Silberman’s essay, “Signposts in New Space,” situates Kare’s career within the relatively recent history of home computing, from 1983, when she became “one of the [Macintosh] team’s most auspicious early hires,” to 2007, when she began creating virtual gifts for Facebook.

“For years,” Silberman writes, “thousands of Facebook users a day swapped Karedesigned birthday cakes, disco balls, roses, and engagement rings as virtual gifts, never knowing they were designed by the same
artist whose smiling image of the ‘Happy Mac’ greeted a generation at the threshold of a new world.”

Susan Kare ICONS is an art book, but not a Taschen-type behemoth that sits like so many bricks on your coffee table. This softcover book is diminutive—just seven inches by seven inches. Each copy is signed by Kare.

The eighty icons in the book are shown two ways: actual size—as they would appear on a screen—and magnified. The “zoomed-in view,” Kare says, “allows the reader to see how many icons are crafted pixel by pixel”—or, at least, how many were crafted pixel by pixel, before graphic-design software like Adobe Illustrator came along.

The book favors pictures over words, which is to be expected, but Kare’s commentary accompanies selected
images, adding a welcome, if too infrequent, measure of insight and humor.

For example, Kare writes that Bomb, one of her icons for the original Macintosh, “was designed to resemble a cartoon explosive and represent a system failure—the programmers explained that no one would ever be likely to see it. Unfortunately, that wasn’t the case. Once, a phone call was transferred to the Mac software group because a user had seen the icon on her screen and was extremely concerned that her computer might explode!”
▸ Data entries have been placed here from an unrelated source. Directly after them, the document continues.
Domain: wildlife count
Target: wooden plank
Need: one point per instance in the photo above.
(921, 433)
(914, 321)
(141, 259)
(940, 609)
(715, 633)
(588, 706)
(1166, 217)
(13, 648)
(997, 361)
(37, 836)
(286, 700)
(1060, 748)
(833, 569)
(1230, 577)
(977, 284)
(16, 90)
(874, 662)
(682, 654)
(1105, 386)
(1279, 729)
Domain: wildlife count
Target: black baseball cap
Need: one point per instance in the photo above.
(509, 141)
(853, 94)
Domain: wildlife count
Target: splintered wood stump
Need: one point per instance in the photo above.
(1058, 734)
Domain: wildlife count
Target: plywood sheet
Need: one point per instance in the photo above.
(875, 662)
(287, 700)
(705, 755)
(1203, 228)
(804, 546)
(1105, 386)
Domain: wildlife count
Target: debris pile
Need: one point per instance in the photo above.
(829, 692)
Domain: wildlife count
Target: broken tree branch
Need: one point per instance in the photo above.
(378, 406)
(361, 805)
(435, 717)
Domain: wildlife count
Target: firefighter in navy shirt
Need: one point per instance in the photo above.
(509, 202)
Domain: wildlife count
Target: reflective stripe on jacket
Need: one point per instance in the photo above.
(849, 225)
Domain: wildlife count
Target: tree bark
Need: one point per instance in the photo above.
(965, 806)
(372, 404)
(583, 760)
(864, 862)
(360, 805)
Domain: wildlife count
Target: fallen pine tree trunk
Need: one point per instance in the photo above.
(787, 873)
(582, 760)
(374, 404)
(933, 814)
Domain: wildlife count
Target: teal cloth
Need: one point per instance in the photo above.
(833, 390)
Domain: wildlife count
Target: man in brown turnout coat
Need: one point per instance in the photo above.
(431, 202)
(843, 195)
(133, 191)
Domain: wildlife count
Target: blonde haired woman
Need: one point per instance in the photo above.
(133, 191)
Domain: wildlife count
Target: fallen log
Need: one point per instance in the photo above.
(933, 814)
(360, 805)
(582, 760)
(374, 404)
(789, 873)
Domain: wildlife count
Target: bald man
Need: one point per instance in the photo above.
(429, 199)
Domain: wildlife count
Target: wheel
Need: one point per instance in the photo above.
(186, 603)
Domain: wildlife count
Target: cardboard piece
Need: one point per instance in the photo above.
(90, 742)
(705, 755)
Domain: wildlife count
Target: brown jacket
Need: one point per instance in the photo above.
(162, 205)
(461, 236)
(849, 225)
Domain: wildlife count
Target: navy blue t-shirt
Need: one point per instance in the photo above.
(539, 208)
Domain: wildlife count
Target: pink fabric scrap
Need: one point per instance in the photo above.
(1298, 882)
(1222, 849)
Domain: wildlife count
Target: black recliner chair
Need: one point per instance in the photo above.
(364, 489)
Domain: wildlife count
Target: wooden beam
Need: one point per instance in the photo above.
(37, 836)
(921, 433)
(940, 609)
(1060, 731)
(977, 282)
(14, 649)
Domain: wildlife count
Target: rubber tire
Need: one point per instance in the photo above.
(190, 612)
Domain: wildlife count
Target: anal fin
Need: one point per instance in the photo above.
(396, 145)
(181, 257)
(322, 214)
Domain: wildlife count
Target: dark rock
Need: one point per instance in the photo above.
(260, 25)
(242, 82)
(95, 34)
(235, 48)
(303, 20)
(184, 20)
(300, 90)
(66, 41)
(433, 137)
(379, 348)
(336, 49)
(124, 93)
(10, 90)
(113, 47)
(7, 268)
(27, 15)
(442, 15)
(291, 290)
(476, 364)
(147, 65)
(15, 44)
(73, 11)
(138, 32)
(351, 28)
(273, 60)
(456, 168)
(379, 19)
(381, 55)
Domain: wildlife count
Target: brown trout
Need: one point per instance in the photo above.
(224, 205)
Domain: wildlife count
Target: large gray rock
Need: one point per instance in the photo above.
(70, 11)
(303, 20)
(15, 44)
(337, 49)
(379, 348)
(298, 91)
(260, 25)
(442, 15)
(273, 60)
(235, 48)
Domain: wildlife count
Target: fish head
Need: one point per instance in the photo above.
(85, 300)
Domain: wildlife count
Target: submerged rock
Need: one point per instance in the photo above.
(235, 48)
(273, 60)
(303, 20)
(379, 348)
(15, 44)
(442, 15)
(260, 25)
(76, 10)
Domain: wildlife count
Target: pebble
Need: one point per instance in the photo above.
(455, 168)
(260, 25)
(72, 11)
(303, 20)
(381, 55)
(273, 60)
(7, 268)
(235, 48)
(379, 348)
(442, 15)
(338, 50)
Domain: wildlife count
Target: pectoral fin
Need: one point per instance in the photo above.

Fast-forward to Kare’s Facebook days (2007–2010), when she created Penguin, among many other virtual
gifts. She writes, “This image represents two lessons learned creating five penguin Facebook gifts: 1) Cute often trumps edgy or minimal. 2) People really, really like penguins.”

—By Christina Barber-Just

This article appeared in the fall 2012 issue of the Alumnae Quarterly.